Tintin en enfer
Depuis plusieurs semaines, Tintin et Milou sont enfermés dans un cachot new-yorkais. Ils y reçoivent des visites au compte-gouttes, qui ont au préalable fait l’objet d’une demande auprès de l’administration de la bibliothèque municipale de Brooklyn. Cette dernière aura considéré avec gravité l’âge, la maturité et la sensibilité du requérant avant de délivrer son sésame pour le monde d’Hergé.
C’est suite à la dénonciation d’une certaine Laurie Burke que le reporter au Petit Vingtième se retrouve, à presque 80 ans, derrière les barreaux. Après avoir feuilleté Tintin au Congo – le deuxième des vingt-quatre albums de « Tintin », paru en 1930, après Au pays des Soviets –, cette mécène a rempli une « demande d’examen du contenu de la bibliothèque ». « Offensant pour les personnes noires », estime Mme Burke, qui déplore tout particulièrement une certaine façon de les représenter « comme des singes ». Cette remarque sur le caractère raciste de Tintin au Congo n’étant pas la première, la direction a fini par retirer l’album des rayonnages pour le reléguer dans une chambre forte cadenassée, accessible sur rendez-vous uniquement. Bref, en « enfer », comme on appelle la section d’une bibliothèque regroupant les ouvrages jugés licencieux.

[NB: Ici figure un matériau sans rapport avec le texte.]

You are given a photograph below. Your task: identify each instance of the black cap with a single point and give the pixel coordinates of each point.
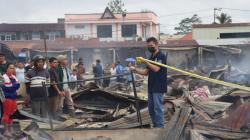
(2, 54)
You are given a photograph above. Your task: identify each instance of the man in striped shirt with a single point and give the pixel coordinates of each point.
(37, 93)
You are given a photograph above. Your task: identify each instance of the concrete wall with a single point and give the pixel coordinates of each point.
(214, 33)
(90, 31)
(177, 58)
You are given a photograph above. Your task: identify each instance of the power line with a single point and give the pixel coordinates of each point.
(242, 10)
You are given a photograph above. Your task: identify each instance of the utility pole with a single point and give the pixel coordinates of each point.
(159, 30)
(216, 9)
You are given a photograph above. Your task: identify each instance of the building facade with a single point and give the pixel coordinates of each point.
(221, 31)
(9, 32)
(110, 26)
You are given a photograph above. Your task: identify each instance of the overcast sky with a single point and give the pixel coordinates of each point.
(169, 12)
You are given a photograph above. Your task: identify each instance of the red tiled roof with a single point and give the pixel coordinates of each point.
(180, 43)
(220, 25)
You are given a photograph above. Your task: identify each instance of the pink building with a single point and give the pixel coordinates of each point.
(110, 26)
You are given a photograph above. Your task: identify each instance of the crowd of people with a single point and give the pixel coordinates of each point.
(27, 79)
(36, 78)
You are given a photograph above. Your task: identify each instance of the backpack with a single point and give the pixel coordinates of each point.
(119, 69)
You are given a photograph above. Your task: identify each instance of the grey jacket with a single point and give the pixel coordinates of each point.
(2, 97)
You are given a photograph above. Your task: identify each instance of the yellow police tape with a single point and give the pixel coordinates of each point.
(140, 59)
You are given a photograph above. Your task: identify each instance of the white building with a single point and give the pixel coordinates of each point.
(110, 26)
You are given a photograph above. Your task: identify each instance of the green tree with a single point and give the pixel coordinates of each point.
(224, 18)
(185, 26)
(146, 11)
(116, 6)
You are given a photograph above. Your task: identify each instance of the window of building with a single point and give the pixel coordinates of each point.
(13, 37)
(129, 30)
(104, 31)
(51, 35)
(35, 35)
(2, 37)
(7, 37)
(79, 26)
(235, 35)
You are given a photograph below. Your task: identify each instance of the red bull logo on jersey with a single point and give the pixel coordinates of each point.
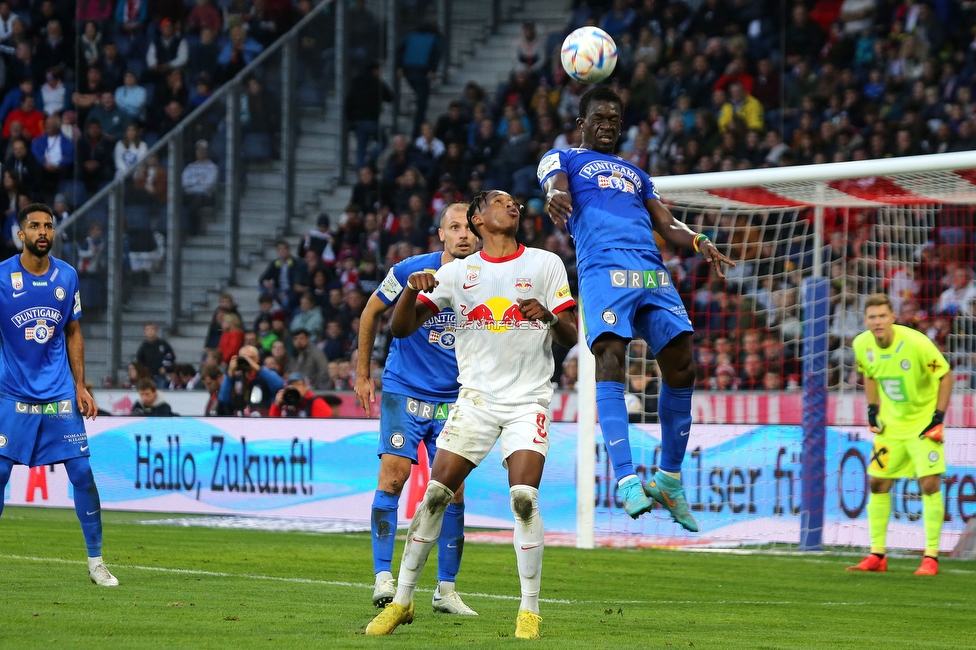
(616, 182)
(495, 315)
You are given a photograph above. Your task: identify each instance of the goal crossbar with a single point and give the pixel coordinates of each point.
(911, 180)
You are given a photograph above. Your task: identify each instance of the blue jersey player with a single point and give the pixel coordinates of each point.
(42, 374)
(419, 384)
(611, 209)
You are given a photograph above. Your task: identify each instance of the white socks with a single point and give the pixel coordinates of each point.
(421, 537)
(529, 543)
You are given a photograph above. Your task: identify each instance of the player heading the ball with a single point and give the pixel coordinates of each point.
(611, 209)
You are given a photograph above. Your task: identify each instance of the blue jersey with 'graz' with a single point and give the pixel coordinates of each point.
(608, 195)
(33, 312)
(422, 365)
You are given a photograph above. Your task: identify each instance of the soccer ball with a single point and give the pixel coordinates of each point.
(589, 55)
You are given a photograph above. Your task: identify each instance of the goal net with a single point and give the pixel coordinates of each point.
(778, 453)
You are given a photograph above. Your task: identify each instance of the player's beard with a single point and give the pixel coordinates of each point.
(34, 250)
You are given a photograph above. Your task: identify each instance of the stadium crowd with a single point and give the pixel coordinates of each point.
(708, 85)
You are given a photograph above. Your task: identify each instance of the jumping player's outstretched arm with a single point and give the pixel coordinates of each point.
(678, 234)
(559, 203)
(409, 315)
(75, 344)
(365, 388)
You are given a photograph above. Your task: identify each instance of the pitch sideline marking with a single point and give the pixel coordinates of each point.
(360, 585)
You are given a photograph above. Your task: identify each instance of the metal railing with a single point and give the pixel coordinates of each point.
(461, 24)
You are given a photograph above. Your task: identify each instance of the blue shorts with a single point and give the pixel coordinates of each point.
(37, 434)
(405, 422)
(624, 292)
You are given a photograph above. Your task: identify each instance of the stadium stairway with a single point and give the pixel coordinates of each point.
(477, 54)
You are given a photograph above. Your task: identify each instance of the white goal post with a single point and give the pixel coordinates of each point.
(897, 190)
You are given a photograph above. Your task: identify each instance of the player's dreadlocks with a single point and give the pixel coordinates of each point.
(481, 198)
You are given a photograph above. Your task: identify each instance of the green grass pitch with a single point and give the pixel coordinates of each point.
(205, 588)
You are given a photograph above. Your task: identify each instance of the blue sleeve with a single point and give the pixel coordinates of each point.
(392, 286)
(67, 153)
(554, 161)
(37, 148)
(273, 379)
(649, 191)
(224, 57)
(223, 395)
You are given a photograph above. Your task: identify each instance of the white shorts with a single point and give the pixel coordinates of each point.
(473, 426)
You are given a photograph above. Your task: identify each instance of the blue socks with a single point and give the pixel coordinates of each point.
(674, 411)
(612, 410)
(450, 545)
(384, 522)
(5, 466)
(87, 505)
(383, 525)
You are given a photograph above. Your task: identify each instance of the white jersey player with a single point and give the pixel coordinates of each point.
(511, 303)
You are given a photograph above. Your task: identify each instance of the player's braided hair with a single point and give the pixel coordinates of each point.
(30, 209)
(599, 94)
(481, 198)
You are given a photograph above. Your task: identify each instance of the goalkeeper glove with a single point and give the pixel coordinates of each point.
(935, 431)
(875, 425)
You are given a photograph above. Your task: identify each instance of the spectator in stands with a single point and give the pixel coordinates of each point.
(260, 110)
(364, 103)
(751, 375)
(199, 186)
(150, 404)
(231, 335)
(113, 66)
(173, 114)
(530, 50)
(54, 53)
(237, 53)
(957, 299)
(129, 150)
(24, 66)
(278, 279)
(7, 18)
(150, 182)
(22, 160)
(113, 119)
(417, 59)
(54, 94)
(88, 93)
(131, 97)
(31, 118)
(297, 400)
(56, 154)
(204, 16)
(168, 51)
(308, 317)
(130, 27)
(156, 354)
(90, 46)
(308, 359)
(248, 387)
(212, 378)
(742, 105)
(11, 101)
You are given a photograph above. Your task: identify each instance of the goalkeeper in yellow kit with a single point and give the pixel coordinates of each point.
(906, 373)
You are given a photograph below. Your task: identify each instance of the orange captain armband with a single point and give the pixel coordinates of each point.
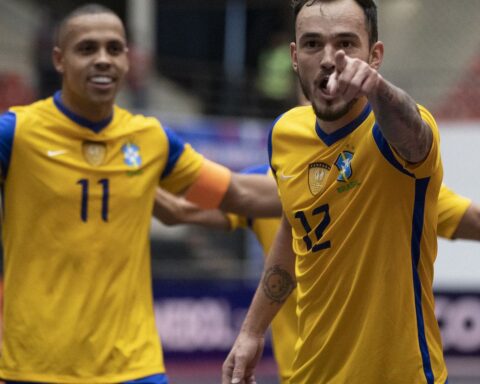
(208, 190)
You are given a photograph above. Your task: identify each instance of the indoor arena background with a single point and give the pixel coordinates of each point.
(217, 72)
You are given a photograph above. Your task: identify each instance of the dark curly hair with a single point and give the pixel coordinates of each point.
(369, 9)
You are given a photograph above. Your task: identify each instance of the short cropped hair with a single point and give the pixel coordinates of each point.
(369, 9)
(87, 9)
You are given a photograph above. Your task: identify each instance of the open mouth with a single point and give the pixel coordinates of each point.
(324, 83)
(101, 80)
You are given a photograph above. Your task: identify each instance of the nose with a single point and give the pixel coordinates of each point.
(328, 59)
(103, 59)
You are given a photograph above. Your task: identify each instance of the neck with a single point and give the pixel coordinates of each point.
(333, 126)
(92, 111)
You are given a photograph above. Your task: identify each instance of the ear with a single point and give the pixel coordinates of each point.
(293, 55)
(57, 58)
(376, 55)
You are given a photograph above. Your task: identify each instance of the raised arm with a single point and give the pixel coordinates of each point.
(172, 210)
(276, 284)
(252, 196)
(469, 226)
(395, 111)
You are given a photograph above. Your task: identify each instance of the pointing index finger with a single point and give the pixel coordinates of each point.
(340, 61)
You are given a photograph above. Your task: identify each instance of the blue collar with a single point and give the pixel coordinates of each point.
(94, 126)
(339, 134)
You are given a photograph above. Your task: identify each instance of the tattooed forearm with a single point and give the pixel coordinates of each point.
(277, 284)
(401, 123)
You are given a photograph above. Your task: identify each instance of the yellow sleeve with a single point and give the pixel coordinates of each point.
(451, 208)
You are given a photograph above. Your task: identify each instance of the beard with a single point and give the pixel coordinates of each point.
(328, 110)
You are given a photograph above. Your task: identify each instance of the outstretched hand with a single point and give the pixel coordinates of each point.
(352, 78)
(239, 366)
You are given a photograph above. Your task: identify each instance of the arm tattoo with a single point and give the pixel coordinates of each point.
(277, 284)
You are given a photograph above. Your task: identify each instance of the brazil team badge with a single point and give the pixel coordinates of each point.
(94, 152)
(317, 175)
(344, 166)
(131, 155)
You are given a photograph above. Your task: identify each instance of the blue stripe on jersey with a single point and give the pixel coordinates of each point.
(94, 126)
(154, 379)
(421, 186)
(175, 149)
(8, 122)
(270, 143)
(386, 151)
(332, 138)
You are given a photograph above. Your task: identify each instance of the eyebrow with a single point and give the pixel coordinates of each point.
(344, 35)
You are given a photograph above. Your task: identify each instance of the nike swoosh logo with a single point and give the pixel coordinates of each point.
(56, 153)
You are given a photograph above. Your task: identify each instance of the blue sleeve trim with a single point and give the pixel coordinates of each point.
(421, 186)
(175, 149)
(160, 378)
(256, 170)
(270, 134)
(8, 122)
(386, 151)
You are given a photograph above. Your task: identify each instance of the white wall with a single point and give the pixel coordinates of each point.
(458, 262)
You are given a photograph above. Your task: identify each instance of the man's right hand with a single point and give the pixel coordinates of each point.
(239, 366)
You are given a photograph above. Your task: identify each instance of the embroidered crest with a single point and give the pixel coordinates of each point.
(131, 155)
(94, 152)
(343, 164)
(317, 175)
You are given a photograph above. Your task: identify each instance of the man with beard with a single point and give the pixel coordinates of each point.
(358, 174)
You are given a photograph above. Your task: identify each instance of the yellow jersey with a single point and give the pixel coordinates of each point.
(364, 234)
(451, 209)
(78, 199)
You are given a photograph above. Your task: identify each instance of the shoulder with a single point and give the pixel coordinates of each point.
(296, 115)
(293, 123)
(139, 122)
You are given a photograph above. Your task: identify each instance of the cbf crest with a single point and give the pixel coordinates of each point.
(317, 176)
(131, 155)
(344, 166)
(94, 152)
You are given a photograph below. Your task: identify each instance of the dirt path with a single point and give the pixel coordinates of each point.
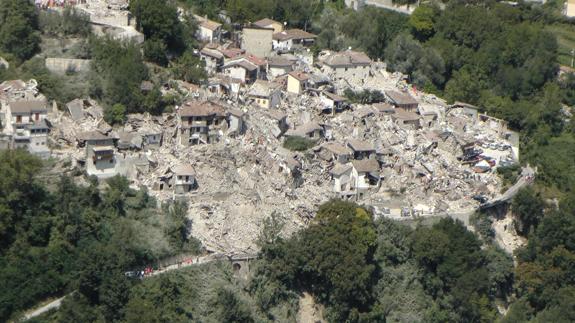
(309, 311)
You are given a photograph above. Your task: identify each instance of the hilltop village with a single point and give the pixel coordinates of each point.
(273, 130)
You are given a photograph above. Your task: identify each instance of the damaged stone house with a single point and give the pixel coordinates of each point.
(402, 100)
(346, 64)
(269, 23)
(361, 149)
(287, 40)
(257, 40)
(265, 94)
(208, 30)
(25, 126)
(213, 59)
(278, 66)
(201, 122)
(100, 153)
(297, 82)
(184, 179)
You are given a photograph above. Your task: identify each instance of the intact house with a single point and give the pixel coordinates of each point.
(257, 41)
(100, 156)
(297, 82)
(402, 100)
(269, 23)
(347, 64)
(361, 149)
(213, 59)
(289, 39)
(310, 130)
(265, 94)
(208, 30)
(27, 126)
(201, 122)
(331, 103)
(278, 66)
(184, 179)
(406, 119)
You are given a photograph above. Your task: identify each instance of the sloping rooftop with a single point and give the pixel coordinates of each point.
(19, 107)
(243, 63)
(278, 61)
(262, 88)
(92, 135)
(266, 22)
(400, 98)
(212, 53)
(201, 109)
(297, 34)
(347, 58)
(207, 23)
(299, 75)
(306, 128)
(366, 165)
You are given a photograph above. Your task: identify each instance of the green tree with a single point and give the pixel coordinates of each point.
(18, 28)
(159, 21)
(422, 22)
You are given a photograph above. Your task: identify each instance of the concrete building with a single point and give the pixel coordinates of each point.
(241, 69)
(331, 103)
(407, 119)
(310, 130)
(201, 122)
(341, 176)
(297, 82)
(184, 179)
(402, 100)
(346, 64)
(100, 155)
(290, 39)
(246, 68)
(265, 94)
(365, 176)
(257, 41)
(26, 124)
(269, 23)
(361, 149)
(278, 66)
(213, 59)
(236, 122)
(208, 30)
(338, 152)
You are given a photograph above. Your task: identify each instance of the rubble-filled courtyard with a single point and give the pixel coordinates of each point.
(273, 130)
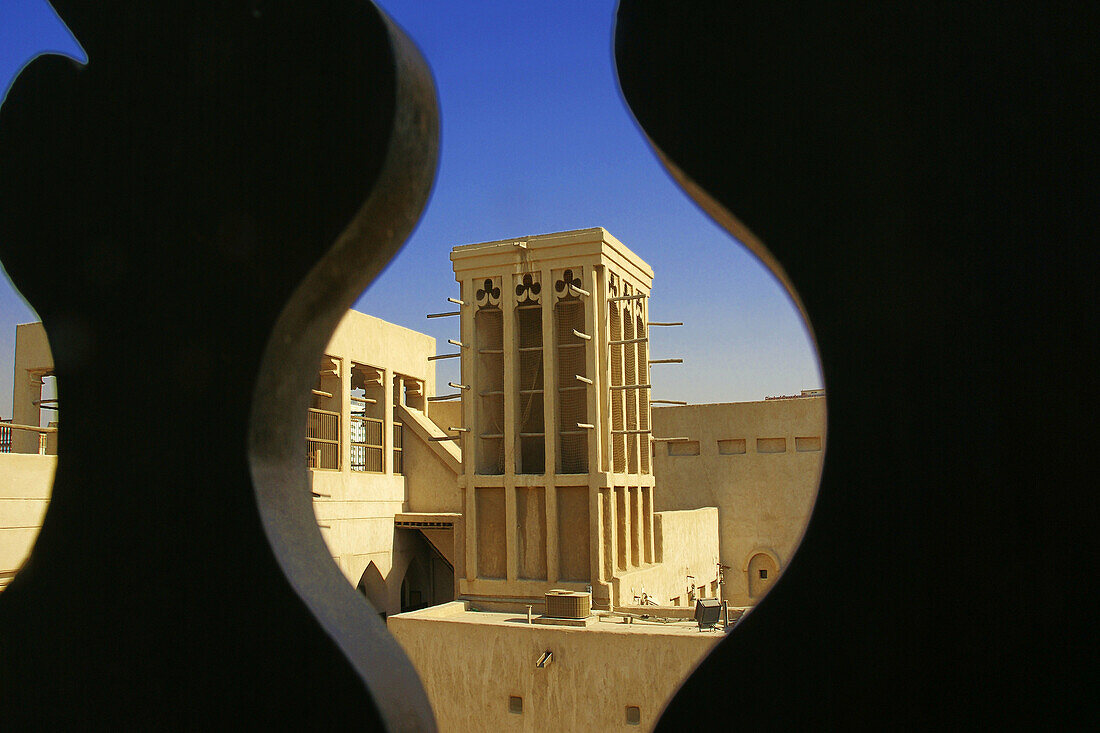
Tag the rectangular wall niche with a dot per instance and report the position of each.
(573, 533)
(732, 447)
(531, 532)
(683, 448)
(492, 558)
(771, 445)
(807, 445)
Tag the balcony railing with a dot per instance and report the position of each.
(6, 436)
(322, 439)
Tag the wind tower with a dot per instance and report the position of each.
(558, 481)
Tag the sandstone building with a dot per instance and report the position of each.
(547, 467)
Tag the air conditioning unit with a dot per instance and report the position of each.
(568, 604)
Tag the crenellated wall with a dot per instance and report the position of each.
(759, 463)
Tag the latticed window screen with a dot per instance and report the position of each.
(642, 394)
(398, 447)
(572, 394)
(322, 439)
(365, 442)
(488, 327)
(366, 400)
(322, 422)
(630, 396)
(618, 440)
(531, 458)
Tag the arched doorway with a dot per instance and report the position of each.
(762, 572)
(416, 590)
(373, 588)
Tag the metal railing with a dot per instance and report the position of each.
(7, 429)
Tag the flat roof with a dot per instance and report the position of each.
(455, 613)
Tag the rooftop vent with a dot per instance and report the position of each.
(568, 604)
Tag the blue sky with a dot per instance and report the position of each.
(536, 138)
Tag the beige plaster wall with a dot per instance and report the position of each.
(25, 483)
(689, 543)
(355, 510)
(369, 340)
(431, 485)
(763, 499)
(470, 669)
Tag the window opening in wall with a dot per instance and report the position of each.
(365, 401)
(630, 376)
(322, 422)
(488, 334)
(409, 392)
(618, 418)
(413, 393)
(531, 458)
(572, 393)
(398, 447)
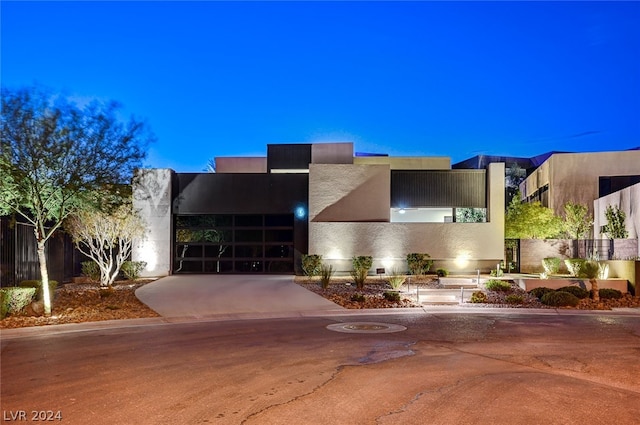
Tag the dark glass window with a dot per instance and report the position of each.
(217, 243)
(249, 221)
(249, 235)
(278, 220)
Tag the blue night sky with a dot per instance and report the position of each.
(453, 79)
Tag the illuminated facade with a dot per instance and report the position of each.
(260, 215)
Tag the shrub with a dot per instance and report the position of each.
(311, 264)
(590, 269)
(37, 285)
(609, 293)
(418, 263)
(551, 265)
(574, 265)
(560, 299)
(396, 279)
(359, 298)
(13, 300)
(540, 291)
(575, 290)
(514, 299)
(91, 270)
(497, 285)
(326, 272)
(391, 296)
(361, 266)
(478, 297)
(132, 269)
(496, 273)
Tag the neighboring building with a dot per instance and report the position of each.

Le petit blond au chien blanc qui embarque sur un paquebot pour découvrir l’Afrique a toujours entretenu la polémique. Une première version de Tintin au Congo paraît sous forme de feuilletons en 1930. En 1946, l’album est publié une deuxième fois, en couleurs. Une réédition dont l’auteur profite pour gommer certaines bévues. La leçon d’histoire-géo sur la « mère patrie » belge dispensée par Tintin (et Milou) à une classe de petits Congolais – à l’époque sous administration belge – se transforme ainsi en un innocent cours de maths. Qui, si l’on suit Laurie Burke, n’est toutefois guère moins « offensant » puisqu’à la question « Qui peut me dire combien font deux plus deux ? », aucun des élèves ne sait répondre…
« Li Blanc y en a fendu crâne di fétiche sacré ! À mort li Blanc ! » Plus récemment encore, cette façon dont parlent les Noirs de Tintin au Congo a outré la Commission britannique pour l’égalité des races. Si bien qu’en 2007 Borders, l’éditeur au Royaume-Uni, avait fini par faire passer l’album de la rubrique « BD enfants » à « BD adultes ». À mi-chemin entre l’enfer et le paradis.